As writers, we cannot afford not to notice that by writing our lives’ truths we are jumping out of a system that tries to continually mold our wishes and thinking and will kill our hearts and minds if we sit there and let it. Gore lost the election for President, but he did not lose his voice–the film is testament to his passion for understanding the effects of CO2 emissions on this planet and to educating others.
This morning, I used a prompt I sometimes rely on to get my writing going: write down the first line of a book and write your own thoughts starting with this line. For me this time, the line was “Politeness fades” from “After Long Silence” in Jane Hirshfield’s book of poems After.
In my freewrite, I repeated the short phase as a beginning to longer sentences. As I wrote a couple of stanzas of these longer sentences, I realized I was writing to a particular audience–people in my community who want us to take down trees and never plant anything that will grow higher than eight feet tall. I created a title that names that audience and then continued to write more stanzas:
To the Group Where I Live That Wants to Make Us Cut Down Trees to Increase Water Views
Politeness fades when I remember that most of the trees that can clean CO2 from the air are in the northern hemisphere, growing on the largest landmasses above the equator.
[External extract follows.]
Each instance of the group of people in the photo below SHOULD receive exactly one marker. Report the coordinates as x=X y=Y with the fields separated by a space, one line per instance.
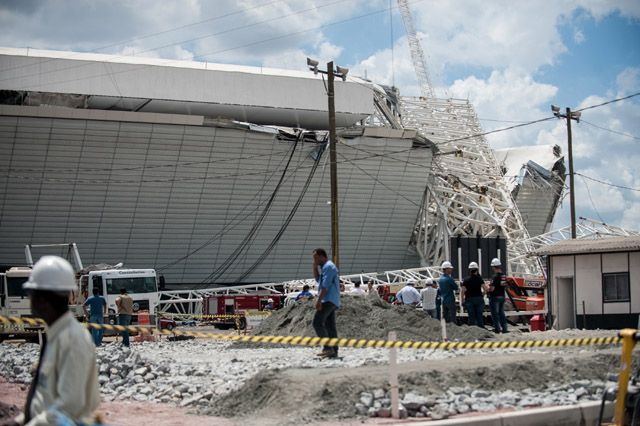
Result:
x=65 y=387
x=438 y=298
Politeness fades when I hear two of you laughing in the street as you watch heavy equipment uproot spruce trees planted and tended on a corner lot to provide birds and squirrels a habitat.
Politeness fades when I am asked to fell trees in the ravine portion of my property so one person can see a water tower on Protection Island that served homesteaders no longer there because of lack of water.
Politeness fades when I think of the high clay bluffs here and the tree roots that keep rainwater from dangerously soaking the ground.
Politeness fades when I think of declaring trees unfit to be part of the view after you’ve moved in your retirement to country where eagles nest.
Politeness fades when I tell you that I have grandsons who will be not be half as old as you are now when there are no more glaciers and the sea has risen 20 feet and it is hotter where we want to live than humans can bear.
Politeness fades after I visit the local tribe and see an image of Thunderbird named for the sound of its enormous wings beating, carrying out vengeance upon foolish monsters, a servant of the Great Spirit.
Politeness fades as I enter the battlefield, planting, planting.
Try using the first line of Hirshfield’s “After Long Silence” to help you get what you are thinking and feeling onto the page. Or use the first line of a book you are reading and see what leaps of association come.
Writing to know one’s heart and mind is an act of strength and commitment–an act that makes the writer and ideally the reader open to reality both inside and out, an act that creates resistance to manipulation and falsehoods. When you find the truth in your personal experience, you have radar for the untruths others perpetuate and the denial that allows them to do so.
Those of you who write from personal experience are my heroes because you are building the character of the world, with each writing endeavor, each reaching for the truth inside your experience.